Imagine how different the NBA draft would have been last week if every team had already gotten their free agents signed. If the Houston Rockets have their way, that is the way the NBA offseason will be constructed in the very near future.

According to Zach Lowe of ESPN, the Rockets proposed a rule change in April at the league meetings that would put free agency before the NBA draft.

“As a staff, we have been kicking this around for a couple of summers now,” says Gersson Rosas, the Rockets' executive vice president of basketball operations, who presented the idea to representatives from the league's 30 teams “Is there a better way?”

Supporters of the rule change think it will give teams a better chance to use their salary cap more effectively, and would also increase trades that happen at the NBA draft.

“Only one team ends up with LeBron James. The losers will have wasted their time, and missed potential opportunities at the draft. Some then panic and overindulge on secondary free agents who don't move the needle — mistakes that can crush teams for years.”
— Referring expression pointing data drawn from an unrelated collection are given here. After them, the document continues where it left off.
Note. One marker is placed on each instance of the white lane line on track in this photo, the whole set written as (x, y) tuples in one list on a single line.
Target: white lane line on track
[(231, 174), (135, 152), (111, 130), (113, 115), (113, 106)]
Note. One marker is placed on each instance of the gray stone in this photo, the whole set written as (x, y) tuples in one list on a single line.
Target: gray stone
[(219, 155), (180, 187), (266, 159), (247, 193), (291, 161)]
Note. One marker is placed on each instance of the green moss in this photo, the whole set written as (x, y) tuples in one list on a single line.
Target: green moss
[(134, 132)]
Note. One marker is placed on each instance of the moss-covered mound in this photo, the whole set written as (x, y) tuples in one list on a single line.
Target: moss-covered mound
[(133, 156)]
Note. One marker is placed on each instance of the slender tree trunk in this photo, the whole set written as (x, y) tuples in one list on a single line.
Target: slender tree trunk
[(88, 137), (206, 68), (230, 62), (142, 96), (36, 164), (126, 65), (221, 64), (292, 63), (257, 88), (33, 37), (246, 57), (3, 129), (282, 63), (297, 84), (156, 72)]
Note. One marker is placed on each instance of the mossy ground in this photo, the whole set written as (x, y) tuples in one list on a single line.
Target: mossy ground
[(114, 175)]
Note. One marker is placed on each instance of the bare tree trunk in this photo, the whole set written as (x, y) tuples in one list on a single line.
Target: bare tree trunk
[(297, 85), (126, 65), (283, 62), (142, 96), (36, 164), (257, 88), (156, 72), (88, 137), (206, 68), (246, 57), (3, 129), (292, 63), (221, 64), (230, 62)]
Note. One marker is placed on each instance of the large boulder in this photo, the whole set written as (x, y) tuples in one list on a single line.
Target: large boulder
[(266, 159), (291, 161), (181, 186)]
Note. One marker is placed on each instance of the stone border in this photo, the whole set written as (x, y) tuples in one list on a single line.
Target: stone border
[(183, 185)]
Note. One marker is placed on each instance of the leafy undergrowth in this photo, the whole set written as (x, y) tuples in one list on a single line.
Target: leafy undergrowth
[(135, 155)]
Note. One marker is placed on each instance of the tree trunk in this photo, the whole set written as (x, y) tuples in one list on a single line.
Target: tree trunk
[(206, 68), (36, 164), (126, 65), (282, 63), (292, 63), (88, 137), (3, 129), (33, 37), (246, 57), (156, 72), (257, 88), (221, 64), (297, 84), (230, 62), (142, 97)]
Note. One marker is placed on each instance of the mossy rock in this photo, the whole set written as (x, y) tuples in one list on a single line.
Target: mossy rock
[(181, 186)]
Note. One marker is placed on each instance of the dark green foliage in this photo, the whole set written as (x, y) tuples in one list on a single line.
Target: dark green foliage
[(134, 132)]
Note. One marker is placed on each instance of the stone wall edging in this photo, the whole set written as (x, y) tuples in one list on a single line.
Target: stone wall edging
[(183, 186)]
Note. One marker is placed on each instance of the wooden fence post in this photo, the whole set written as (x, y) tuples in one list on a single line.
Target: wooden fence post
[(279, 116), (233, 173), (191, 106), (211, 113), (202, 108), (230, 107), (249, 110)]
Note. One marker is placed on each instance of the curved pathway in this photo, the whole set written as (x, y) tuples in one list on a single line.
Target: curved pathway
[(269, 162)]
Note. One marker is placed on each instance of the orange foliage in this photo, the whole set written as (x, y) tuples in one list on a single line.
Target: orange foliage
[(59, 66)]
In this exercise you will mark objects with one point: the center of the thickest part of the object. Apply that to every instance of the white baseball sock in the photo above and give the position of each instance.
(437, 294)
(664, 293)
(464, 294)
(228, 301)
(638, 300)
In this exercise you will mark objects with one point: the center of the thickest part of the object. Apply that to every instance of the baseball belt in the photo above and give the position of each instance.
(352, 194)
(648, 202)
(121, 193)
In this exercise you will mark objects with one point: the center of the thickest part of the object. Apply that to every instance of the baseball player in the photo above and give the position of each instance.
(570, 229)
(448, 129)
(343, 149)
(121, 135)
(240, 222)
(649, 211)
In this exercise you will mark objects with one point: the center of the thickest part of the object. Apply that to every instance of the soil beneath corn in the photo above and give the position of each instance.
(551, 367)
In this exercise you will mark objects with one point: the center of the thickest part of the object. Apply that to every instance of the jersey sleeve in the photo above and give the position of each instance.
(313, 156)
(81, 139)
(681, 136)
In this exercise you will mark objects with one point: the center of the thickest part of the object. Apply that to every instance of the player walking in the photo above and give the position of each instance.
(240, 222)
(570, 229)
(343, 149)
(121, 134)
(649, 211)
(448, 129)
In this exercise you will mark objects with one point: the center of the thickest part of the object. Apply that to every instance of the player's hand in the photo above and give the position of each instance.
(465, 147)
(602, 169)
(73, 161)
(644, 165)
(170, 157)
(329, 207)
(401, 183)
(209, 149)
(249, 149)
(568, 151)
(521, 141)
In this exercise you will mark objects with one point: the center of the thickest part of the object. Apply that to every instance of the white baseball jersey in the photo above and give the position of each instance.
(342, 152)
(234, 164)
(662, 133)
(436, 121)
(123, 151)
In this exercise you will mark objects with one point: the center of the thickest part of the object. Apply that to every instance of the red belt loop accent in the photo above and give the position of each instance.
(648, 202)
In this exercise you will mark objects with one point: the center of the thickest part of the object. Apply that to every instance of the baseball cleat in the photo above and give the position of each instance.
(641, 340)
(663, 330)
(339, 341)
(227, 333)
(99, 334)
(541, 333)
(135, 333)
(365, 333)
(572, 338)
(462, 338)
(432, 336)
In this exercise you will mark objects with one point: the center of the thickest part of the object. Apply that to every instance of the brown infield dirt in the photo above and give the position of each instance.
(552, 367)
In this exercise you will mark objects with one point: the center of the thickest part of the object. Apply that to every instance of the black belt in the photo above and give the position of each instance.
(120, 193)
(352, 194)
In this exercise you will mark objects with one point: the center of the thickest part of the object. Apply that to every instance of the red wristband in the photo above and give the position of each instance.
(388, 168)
There have also been teams that have traded down in the draft, just to use less cap space on draft picks, and then end up missing out on the player they were going after. If the draft ends up after free agency, there won't need to keep cap space open in hopes of landing that one star.

The draft also currently happens before the new league year starts, so expiring contracts aren't off the books yet. That locks up how much money teams can trade, because they have money locked up in players that will be free agents in a couple of weeks.

It is still to be seen if the Rockets proposal will end up passing, but it seems to be really picking up steam around the league.